Leïla Slimani, prix Goncourt 2016 pour «Chanson douce», revient en ce début d'année avec son livre «Le parfum des fleurs la nuit» aux éditions Stock. Un récit intime dans lequel elle révèle ce qui l'anime en tant qu'auteure.

Que diable allait-elle faire dans cette galère ? C’est ce que pense Leïla Slimani, après avoir accepté la proposition d’une convaincante éditrice de passer la nuit, au milieu des collections d’art contemporain du musée de la Pointe de la Douane à Venise. Or l’art contemporain, elle n’en a que faire.

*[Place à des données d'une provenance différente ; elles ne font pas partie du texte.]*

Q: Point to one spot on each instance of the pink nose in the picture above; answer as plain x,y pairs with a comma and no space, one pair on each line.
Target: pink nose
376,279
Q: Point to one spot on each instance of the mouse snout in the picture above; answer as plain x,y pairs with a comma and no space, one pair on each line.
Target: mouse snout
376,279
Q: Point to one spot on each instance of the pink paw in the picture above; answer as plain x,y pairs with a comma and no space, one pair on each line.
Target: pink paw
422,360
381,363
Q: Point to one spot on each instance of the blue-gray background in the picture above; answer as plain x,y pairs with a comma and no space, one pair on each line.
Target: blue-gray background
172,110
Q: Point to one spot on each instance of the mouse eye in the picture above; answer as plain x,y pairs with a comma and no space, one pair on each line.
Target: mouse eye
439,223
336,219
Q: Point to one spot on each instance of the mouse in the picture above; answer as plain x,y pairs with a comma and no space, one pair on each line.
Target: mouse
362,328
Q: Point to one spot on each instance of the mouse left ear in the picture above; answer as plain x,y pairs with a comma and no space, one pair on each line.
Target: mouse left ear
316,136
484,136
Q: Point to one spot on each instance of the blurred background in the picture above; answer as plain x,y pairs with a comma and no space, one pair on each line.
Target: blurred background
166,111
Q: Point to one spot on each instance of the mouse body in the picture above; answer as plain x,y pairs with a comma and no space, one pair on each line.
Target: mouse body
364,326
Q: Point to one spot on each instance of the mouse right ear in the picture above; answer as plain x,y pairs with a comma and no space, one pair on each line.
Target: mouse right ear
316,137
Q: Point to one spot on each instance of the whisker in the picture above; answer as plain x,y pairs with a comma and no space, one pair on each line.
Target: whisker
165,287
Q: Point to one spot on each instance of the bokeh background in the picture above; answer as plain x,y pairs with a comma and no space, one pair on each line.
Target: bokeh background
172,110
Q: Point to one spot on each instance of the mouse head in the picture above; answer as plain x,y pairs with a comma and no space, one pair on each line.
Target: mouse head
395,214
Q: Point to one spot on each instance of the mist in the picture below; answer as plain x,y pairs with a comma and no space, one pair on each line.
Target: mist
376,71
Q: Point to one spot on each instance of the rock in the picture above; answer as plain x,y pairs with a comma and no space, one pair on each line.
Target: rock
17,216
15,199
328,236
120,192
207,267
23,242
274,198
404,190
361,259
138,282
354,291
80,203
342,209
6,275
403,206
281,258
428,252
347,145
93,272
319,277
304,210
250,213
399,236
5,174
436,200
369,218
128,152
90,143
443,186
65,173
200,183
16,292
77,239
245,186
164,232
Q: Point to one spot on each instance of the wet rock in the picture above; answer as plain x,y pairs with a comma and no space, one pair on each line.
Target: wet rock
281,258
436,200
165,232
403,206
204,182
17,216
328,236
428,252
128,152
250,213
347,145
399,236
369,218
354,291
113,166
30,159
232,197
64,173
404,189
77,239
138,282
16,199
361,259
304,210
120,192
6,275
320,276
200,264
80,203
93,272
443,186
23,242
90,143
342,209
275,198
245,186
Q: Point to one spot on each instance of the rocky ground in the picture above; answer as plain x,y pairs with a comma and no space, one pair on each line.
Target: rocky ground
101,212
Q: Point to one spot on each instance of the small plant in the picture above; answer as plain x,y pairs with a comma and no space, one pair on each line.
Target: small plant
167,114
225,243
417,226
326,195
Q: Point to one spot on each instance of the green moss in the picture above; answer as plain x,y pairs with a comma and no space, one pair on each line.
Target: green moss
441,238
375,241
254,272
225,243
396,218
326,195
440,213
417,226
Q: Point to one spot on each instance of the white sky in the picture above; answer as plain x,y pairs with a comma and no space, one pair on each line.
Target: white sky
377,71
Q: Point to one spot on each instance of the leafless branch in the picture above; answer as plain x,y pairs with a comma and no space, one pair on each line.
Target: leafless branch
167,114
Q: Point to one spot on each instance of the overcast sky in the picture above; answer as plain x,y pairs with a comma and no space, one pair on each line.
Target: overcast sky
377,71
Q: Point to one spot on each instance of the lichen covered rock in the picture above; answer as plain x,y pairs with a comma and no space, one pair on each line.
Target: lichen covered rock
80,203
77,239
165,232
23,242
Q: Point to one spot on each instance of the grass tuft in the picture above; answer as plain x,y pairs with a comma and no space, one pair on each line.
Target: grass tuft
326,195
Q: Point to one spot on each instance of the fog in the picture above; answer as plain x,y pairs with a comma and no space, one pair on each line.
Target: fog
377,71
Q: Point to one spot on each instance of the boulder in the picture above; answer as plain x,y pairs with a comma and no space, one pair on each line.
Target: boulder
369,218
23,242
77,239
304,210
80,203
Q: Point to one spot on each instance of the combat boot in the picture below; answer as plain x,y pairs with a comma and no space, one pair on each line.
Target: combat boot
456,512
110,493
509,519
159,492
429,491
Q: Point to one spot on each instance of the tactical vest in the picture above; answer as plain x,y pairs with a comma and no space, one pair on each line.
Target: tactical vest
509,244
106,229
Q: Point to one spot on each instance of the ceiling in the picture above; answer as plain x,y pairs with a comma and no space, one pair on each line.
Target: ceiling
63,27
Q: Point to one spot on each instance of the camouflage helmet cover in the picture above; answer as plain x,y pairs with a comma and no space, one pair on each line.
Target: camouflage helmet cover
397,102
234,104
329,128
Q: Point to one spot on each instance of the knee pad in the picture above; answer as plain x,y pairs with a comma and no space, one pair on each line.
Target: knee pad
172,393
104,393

Reste l’expérience de l’enfermement, fantasme de la romancière. Car être écrivain, explique-t-elle, c’est renoncer aux autres, constamment et de manière déchirante. Il faut alors s’isoler, s’astreindre à une discipline ascétique. Garder les plaies ouvertes, les raviver parfois, pour créer un univers au bout duquel se trouve la liberté absolue. Celle d’être qui l’on veut, sans entrave, et de donner vie à ses personnages. Se retirer pour finalement embrasser le monde. Entre le dedans et le dehors, tout est affaire de balancement. 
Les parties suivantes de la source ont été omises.